TCA version 3.0. Pods creation is failing intermittently with Cluster version 1.26.8 K8S TKG 2.3.1.
Issue is not observed when creating the cluster with only the Calico Add-on. It is only observed when adding Multus Add-on to the cluster

Error : Feb 29 16:58:00 xyz-test-vmw-1-np2-cork-4rpkg-75c77cb44fxpdb88-7nhzp kubelet[1395]: E0229 16:58:00.068830 1395 remote_runtime.go:205] "StopPodSandbox from runtime service failed" err="rpc error: code = Unknown desc = failed to destroy network for sandbox \"xy6041930e87e6f22f96f07809c178f614d6e10bc17f70dfa1c144daee8855d4\": plugin type=\"multus-shim\" name=\"multus-cni-network\" failed (delete): CmdDel (shim): failed to send CNI request: Post \"http://dummy/cni\": EOF" podSandboxID="xy6041930e87e6f22f96f07809c178f614d6e10bc17f70dfa1c144daee8855d4"

Environment

3.1
3.0

Cause

Users have experienced OOM-killed calico-ipam processes when using multus+calico in certain clusters (likely higher scale). This causes intermittent issues when creating containers. The calico-ipam plugin was being OOM-killed in the multus-cni DaemonSet pod because the 50Mi memory limit was too low.
the limit hit in the log: "memory: usage 51200kB, limit 51200kB". So it requires to increase the memory request/limit on multus.

Resolution

Increase the memory request/limit on multus via the TCA UI

1. Log into the TCA Web UI.

2. Go to Infrastructure > CaaS Infrastructure.

3. Click target workload cluster from the Cluster list.

4. Click Add-ons.

5. Click three-dots before the multus addon and click Edit.

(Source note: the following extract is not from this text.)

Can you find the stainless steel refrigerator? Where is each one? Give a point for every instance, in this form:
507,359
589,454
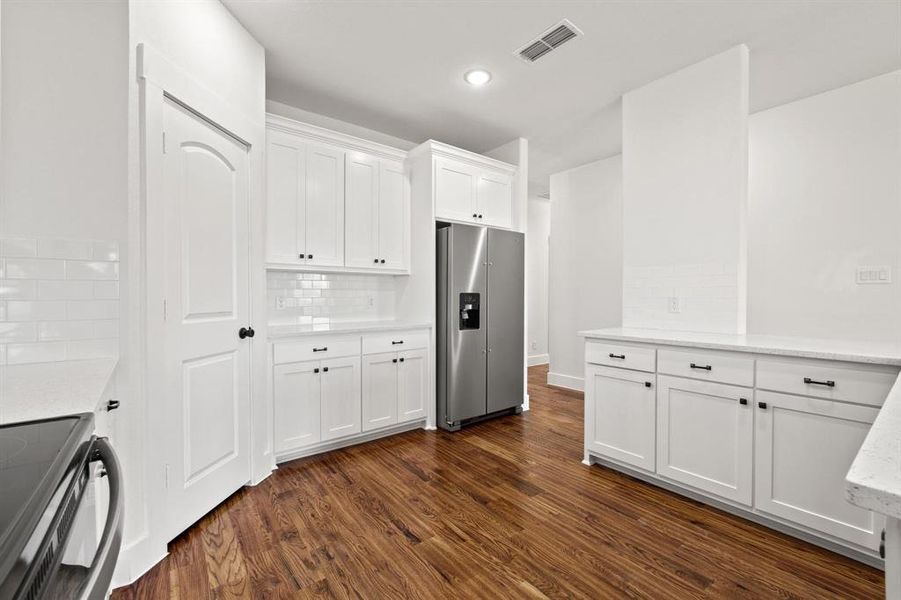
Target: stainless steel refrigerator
481,306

6. Click the SAVE button on the Add-on Configuration dialog.

7. Click the NEXT button.

8. Click Custom Resources (CR) on the top.

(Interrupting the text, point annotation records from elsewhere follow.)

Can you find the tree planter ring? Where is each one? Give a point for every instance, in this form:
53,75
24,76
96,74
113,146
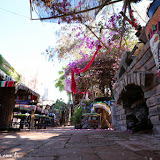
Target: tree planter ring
153,7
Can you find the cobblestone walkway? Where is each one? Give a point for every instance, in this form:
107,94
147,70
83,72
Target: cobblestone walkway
66,143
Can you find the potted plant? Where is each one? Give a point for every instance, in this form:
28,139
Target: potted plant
76,118
153,7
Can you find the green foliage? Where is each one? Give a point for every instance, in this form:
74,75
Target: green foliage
11,71
59,105
60,81
77,115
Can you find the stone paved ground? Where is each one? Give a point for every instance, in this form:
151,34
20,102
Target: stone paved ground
65,143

9. Edit yaml file on the right-hand pane as shown here:

10. Click DEPLOY CHANGES at the bottom.

11. Wait for the addon status to change to a Provisioned state.

Verification:

1. Login to the TCA-CP where the Management cluster is deployed as admin user.

2. Run the below command as root to ssh to workload cluster

su -

ssh capv@<workload cluster endpoint IP>

3 Check if multus pods have the new resources.

kubectl get pod -n kube-system -l name=multus -o jsonpath="{range .items[*]}{.spec.containers[*].resources}{'\n’}"

Increase the memory request/limit on multus via the TCA-CP command line:

Note: The change via command line will be overwritten by update on TCA UI. So you need to edit Multus Addon on UI after upgrade as soon as possible.

Login to the TCA-CP where the Management cluster is deployed as admin user.
Run the below command as root to ssh to workload cluster

su -

ssh capv@<management cluster endpoint IP>

3. Get the current multus values.yaml

kubectl -n <workload cluster name> get secret multus-tca-addon-secret -o "jsonpath={@.data.values\.yaml}"|base64 -d > multus.yaml

4. Add resources to multus.yaml

cat <<EOF>> multus.yaml

resources:

limits:

cpu: 300m

memory: 150Mi

requests:

cpu: 200m

memory: 100Mi

EOF

5. Apply the new values.yml to multus secret.

VALUES_YAML=`base64 -w0 multus.yaml`

kubectl patch secret -n <workload cluster name> multus-tca-addon-secret --patch '{"data":{"values.yaml":"'$VALUES_YAML'"}}'

6. Exit from management cluster and ssh to workload cluster

exit

ssh capv@<workload cluster endpoint IP>

7. Check if multus pods have the new resources.

kubectl get pod -n kube-system -l name=multus -o jsonpath="{range .items[*]}{.spec.containers[*].resources}{'\n'}"

Additional Information

Impact/Risks:
This issue was observed in Telco Cloud Automation 3.0. Issue is only applicable to Multus 4.0.1 or above and TKG 2.3.1 or above. This issue may occur on TCA 3.1.